Auch wenn sich das Scheinwerferlicht auf Knox konzentriert hat: An der Geschichte sind viele Personen beteiligt, die mit dem Fall auch zehn Jahre danach noch nicht abgeschlossen haben. Raffaele Sollecito, der damalige Freund von Knox, wurde zusammen mit ihr verurteilt und freigesprochen. Er kämpft in Italien immer noch um Entschädigung und seinen Ruf. Es bleibe eine "offene Wunde, die sich wahrscheinlich nie schließen wird", sagte zuletzt sein Vater Francesco Sollecito der Nachrichtenagentur Ansa.

Rudy Guede hofft noch auf Revision

Und dann ist da Rudy Guede, der einzige, der wegen Beihilfe zum Mord noch in Haft sitzt. Beihilfe bedeutet aber, dass noch jemand anderes beteiligt gewesen sein muss - doch wer? Am Tatort wurden Guedes DNA-Spuren gefunden, später wurde der Ivorer in Deutschland festgenommen und sitzt mittlerweile eine 16 Jahre lange Gefängnisstrafe ab. Er hält sich für den Sündenbock. Eine Revision lehnte das Berufungsgericht in Florenz dieses Jahr ab. Seine Anwälte versuchen es dennoch beim Obersten Gerichtshof, der am 17. November entscheidet.

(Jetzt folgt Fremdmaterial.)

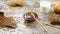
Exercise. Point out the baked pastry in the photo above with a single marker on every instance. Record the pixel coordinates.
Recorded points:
(6, 22)
(16, 3)
(57, 8)
(29, 18)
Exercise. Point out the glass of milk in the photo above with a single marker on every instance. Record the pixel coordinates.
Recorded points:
(45, 6)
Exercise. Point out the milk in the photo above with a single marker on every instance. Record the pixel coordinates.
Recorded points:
(45, 8)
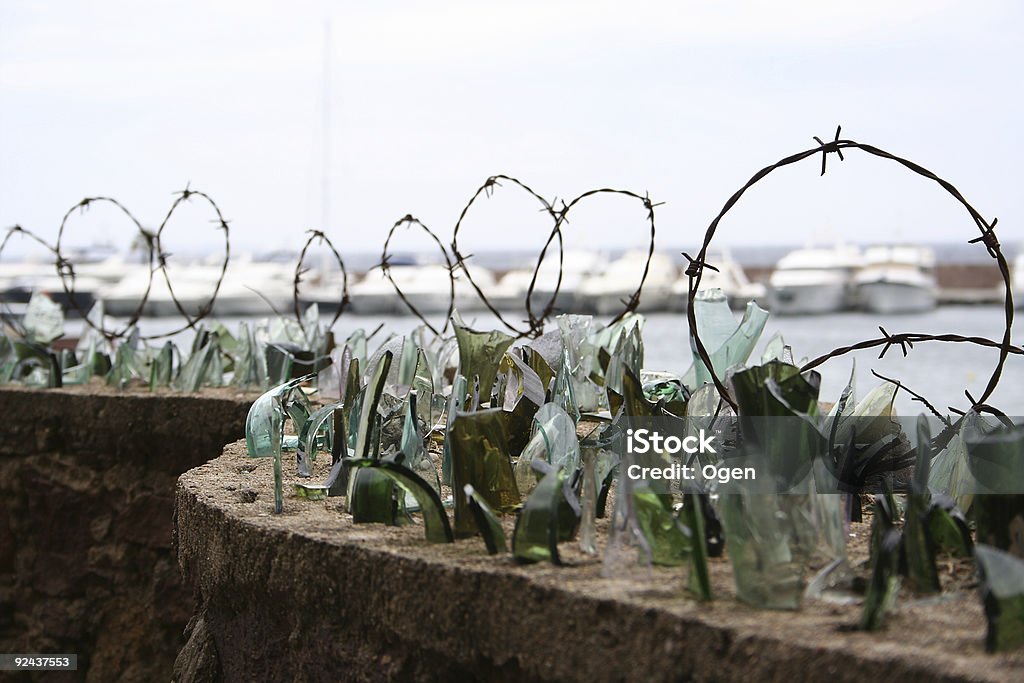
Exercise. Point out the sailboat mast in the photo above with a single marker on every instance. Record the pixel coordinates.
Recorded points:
(326, 160)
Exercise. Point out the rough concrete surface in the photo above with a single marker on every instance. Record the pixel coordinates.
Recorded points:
(306, 595)
(87, 479)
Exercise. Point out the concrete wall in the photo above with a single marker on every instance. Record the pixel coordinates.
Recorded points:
(87, 481)
(306, 595)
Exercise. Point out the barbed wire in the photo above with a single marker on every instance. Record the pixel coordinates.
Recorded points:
(905, 340)
(343, 300)
(385, 265)
(558, 212)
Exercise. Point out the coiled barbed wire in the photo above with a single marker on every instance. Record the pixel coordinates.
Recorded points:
(887, 341)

"Nach der Entscheidung wissen wir, ob der Schuldige - der sicher weder Sollecito noch Knox ist - alleine Rudy ist, obwohl er sicher nicht der Haupttäter der Straftat ist", sagte sein Anwalt Tommaso Pietrocarlo. In Perugia wurde das Haus, in dem der Mord passierte, mittlerweile verkauft. Die Menschen sind froh, dass ihre Stadt aus dem Scheinwerferlicht gerückt ist. Der zuletzt von Knox geäußerte Wunsch, in die Stadt in Umbrien zurückzukehren, um das Kapitel endgültig zu schließen, kam in Italien nicht gut an. Auch nicht bei der Familie des Opfers.

"Die Tat hat starke Spuren in Perugia hinterlassen. Spuren, die immer noch nicht verschwunden sind", sagte der Familienanwalt Francesco Maresca. "Deshalb wäre eine Rückkehr von Amanda Knox unangemessen."